How do I configure the API for low latency usage? Ideally, I want the encoder to buffer at most N frames (N<2). I thought that the pred_structure parameter would let me do that, but verify_settings does this:

    if (config->pred_structure != 2) {
        SVT_LOG("Error instance %u: Pred Structure must be [2]\n", channel_number + 1);
        return_error = EB_ErrorBadParameter;
    }

============================ PS: it would be nice if the encoder limits were part of the header file. ie:

#define MIN_LUMA_WIDTH 64
#define MIN_LUMA_HEIGHT 64
#define MAX_LUMA_WIDTH 8192
#define MAX_LUMA_HEIGHT 4320

Also, the "enc_mode" and how it relates to the input_resolution could be documented a bit better I think.
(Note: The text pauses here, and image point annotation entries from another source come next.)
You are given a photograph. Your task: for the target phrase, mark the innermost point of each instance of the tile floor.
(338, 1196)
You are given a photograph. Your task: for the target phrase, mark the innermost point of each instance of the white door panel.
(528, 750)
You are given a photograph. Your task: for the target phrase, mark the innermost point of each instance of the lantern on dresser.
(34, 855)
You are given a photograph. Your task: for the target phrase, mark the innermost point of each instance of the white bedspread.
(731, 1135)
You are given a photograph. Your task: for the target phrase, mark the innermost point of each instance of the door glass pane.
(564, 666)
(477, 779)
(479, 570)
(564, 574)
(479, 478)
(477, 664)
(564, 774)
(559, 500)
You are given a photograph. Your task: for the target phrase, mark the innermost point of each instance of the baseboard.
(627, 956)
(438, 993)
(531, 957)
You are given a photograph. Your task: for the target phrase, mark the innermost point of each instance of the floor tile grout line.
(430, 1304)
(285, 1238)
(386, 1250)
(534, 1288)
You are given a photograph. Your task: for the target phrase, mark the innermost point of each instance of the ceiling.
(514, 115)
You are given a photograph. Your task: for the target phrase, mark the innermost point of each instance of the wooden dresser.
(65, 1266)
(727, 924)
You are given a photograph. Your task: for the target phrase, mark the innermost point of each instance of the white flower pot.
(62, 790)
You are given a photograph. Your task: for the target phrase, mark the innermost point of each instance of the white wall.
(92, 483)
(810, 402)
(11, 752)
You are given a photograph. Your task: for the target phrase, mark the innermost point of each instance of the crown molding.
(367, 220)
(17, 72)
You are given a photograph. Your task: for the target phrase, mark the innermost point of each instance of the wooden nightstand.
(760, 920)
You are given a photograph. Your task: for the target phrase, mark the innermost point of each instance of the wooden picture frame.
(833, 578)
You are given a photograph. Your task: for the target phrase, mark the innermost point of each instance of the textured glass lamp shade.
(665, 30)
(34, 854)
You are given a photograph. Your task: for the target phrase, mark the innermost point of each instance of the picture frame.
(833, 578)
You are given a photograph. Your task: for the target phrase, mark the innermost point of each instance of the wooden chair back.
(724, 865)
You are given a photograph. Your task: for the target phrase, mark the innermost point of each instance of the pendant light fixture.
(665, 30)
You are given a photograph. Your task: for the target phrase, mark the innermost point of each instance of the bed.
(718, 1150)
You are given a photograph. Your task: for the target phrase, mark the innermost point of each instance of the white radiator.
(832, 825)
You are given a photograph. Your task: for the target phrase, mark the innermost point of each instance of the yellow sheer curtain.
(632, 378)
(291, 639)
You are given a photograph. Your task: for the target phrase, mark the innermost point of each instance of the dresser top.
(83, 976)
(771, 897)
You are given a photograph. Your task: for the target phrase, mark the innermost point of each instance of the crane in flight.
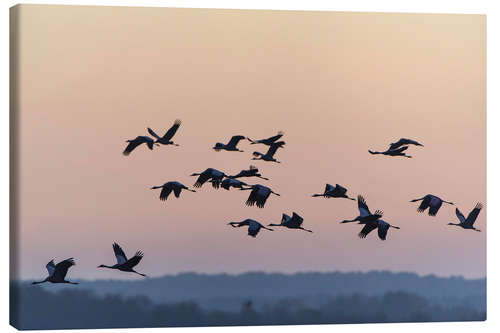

tianjunwork commented 5 years ago

Hi @totaam,

  1. The low latency usage(N<2) you are expecting is not supported by all SVT encoders by now. You can lower the look ahead value to reduce the number of frames being buffered.
  2. EbEncHandle.c line 2078 will show the error msg if input goes over the limits.
  3. Sorry that the table is not in user guide yet. You could refer to below one first. We will add it later. Thx. https://github.com/OpenVisualCloud/SVT-HEVC/blob/master/Docs/svt-hevc_encoder_user_guide.md#encoding-presets-table
totaam commented 5 years ago

Hi @tianjunwork,

  1. Based what I saw in compute_default_look_ahead I've tried setting a low value for intra_period and rate_control_mode=1. It still buffered around 40 frames - am I doing something wrong?
  2. Sure, #defines just makes the code that uses the lib more future proof, in case those values ever change, and makes it possible to support building on distros that may ship with different versions without having to resort to the lowest common denominator.
  3. That helps, thanks.

I'm now hitting a completely different issue on my side, it looks like some python threading problem causing corruption and I am completely stumped. I don't think this is a bug in SVT-VP9 at all, but if you have any ideas at all, I'll take gladly them: http://xpra.org/trac/ticket/2152#comment:5 (running the same code standalone without the full GTK and X11 server code works fine..)

tianjunwork commented 5 years ago

Hi @totaam, input_output_buffer_fifo_init_count decides the buffering number. hierarchical_levels(rc=0); intra_period(rc=1) will determine the lookahead value. So what you did is correct to lower buffering number. set_parent_pcs() which uses fps also affects input_output_buffer_fifo_init_count value.

totaam commented 5 years ago

set_parent_pcs() which uses fps also affects input_output_buffer_fifo_init_count value.

That's what I feared, the fps value is capped between 24 and 120 fps, and the return value is 1.25 seconds worth:

    fps = fps > 120 ? 120 : fps;
    fps = fps < 24 ? 24 : fps;
    return ((fps * 5) >> 2); // 1.25 sec worth of internal buffering

With the minimum value of 24, that's still 30 frames buffered - way too much compared to my desired usage (N<2). I'll take another look once the low latency functions are implemented. Thanks.